Psychiatric Disorders Becoming More Common in Sweden

So why the huge increase? Well 73% of those young people have been given medical psychiatric diagnoses such as autism, ADHD and Aspergers. Could it really be that Sweden had such a rise in psychiatric disorders and mental disabilities compared to our Nordic neighbours? Is it something in the water?

As a counsellor, therapist and coach, I am often asked about such diagnoses and the increases. I think people expect me to say something about teenage computer gaming culture or genetics or to applaud the ‘science’ responsible for discovering such a vast previously undiagnosed population.

But what I see happening in Sweden is that so-called ‘normal’ behaviour is becoming more defined. The goal posts for what is considered normal are being brought closer together. The tolerance for non-conformity and extremes of mood and behaviour is reducing. It is becoming harder to be ‘lagom’!

In Sweden, psychiatric health has been constructed as a medical problem. Both anxiety and depression are treated primarily with medication. But drugs are also heavily prescribed for those whose attention, communication techniques or social skills fall outside what is measured to be the norm. And unfortunately, those norms are progressively less accommodating.

There’s no doubt that the pathologising of human experience is increasing in many countries. More people are being diagnosed as depressed, anxious, having a mental disability or disordered in some way. And this corresponds to increasing expectations that we fit prescribed ways of being and relating to each other. In workplaces and schools across Australia, the United Kingdom and America, more standards of performance are being established and procedures for selection are becoming more sophisticated.

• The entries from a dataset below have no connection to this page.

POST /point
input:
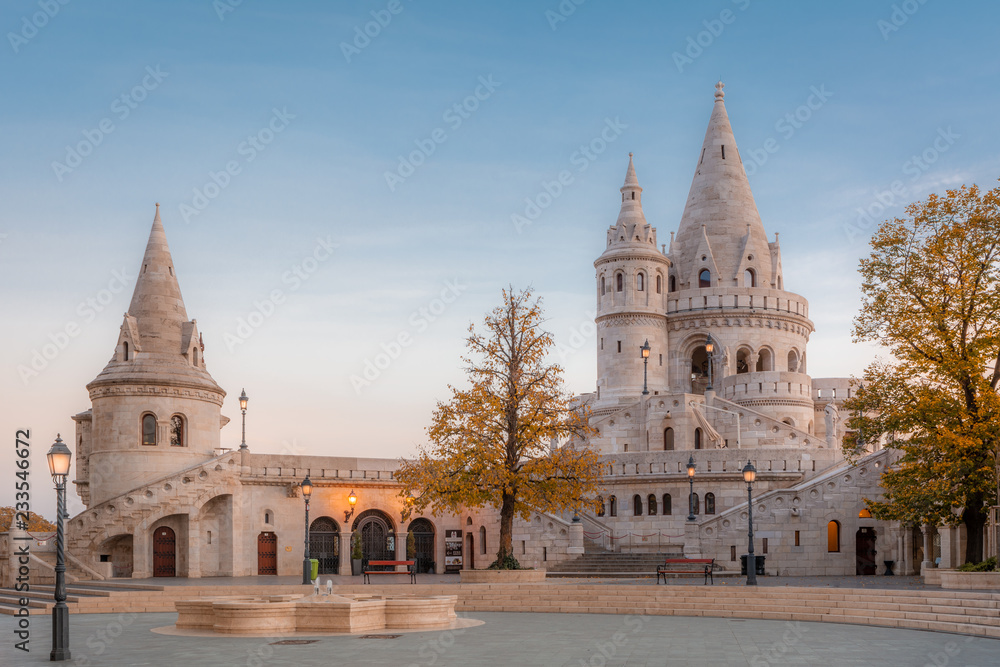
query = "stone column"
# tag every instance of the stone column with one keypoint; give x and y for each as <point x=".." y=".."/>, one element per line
<point x="142" y="556"/>
<point x="345" y="553"/>
<point x="194" y="548"/>
<point x="928" y="561"/>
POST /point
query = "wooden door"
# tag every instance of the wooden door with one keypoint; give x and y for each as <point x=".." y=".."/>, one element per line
<point x="164" y="552"/>
<point x="267" y="553"/>
<point x="865" y="545"/>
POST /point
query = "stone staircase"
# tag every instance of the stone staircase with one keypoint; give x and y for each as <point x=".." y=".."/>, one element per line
<point x="607" y="564"/>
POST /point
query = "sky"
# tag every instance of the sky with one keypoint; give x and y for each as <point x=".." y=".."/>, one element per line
<point x="347" y="186"/>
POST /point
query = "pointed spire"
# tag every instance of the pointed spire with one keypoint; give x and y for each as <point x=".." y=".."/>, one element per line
<point x="720" y="199"/>
<point x="631" y="212"/>
<point x="157" y="304"/>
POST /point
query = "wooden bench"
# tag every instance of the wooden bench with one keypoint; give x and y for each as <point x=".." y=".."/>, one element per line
<point x="410" y="570"/>
<point x="702" y="566"/>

Fortunately, not all mental health, psychotherapy or counselling practitioners favour responding to diversity with drugs or exclusion and many take a more norm-critical approach. Narrative therapy, Open Dialogue and other collaborative therapeutic practices are approaches which honour what people have to say about their own experience, rather than categorise us using medical terminology.

My hope is that eventually the doctors, psychiatrists, psychologists, therapists and others responsible for measuring, diagnosing and categorising people will see the limitation of these practices. I look forward to a new era when Swedish society ceases to be obsessed with locating its deficits and deficiencies but instead acknowledges the unique skills, competencies and abilities of all individuals. A time when the expertise we bring to life’s challenges is respected and valued by the health professionals we consult and diversity is appreciated rather than shunned. Perhaps then we will see more young people participating in the workforce in Sweden.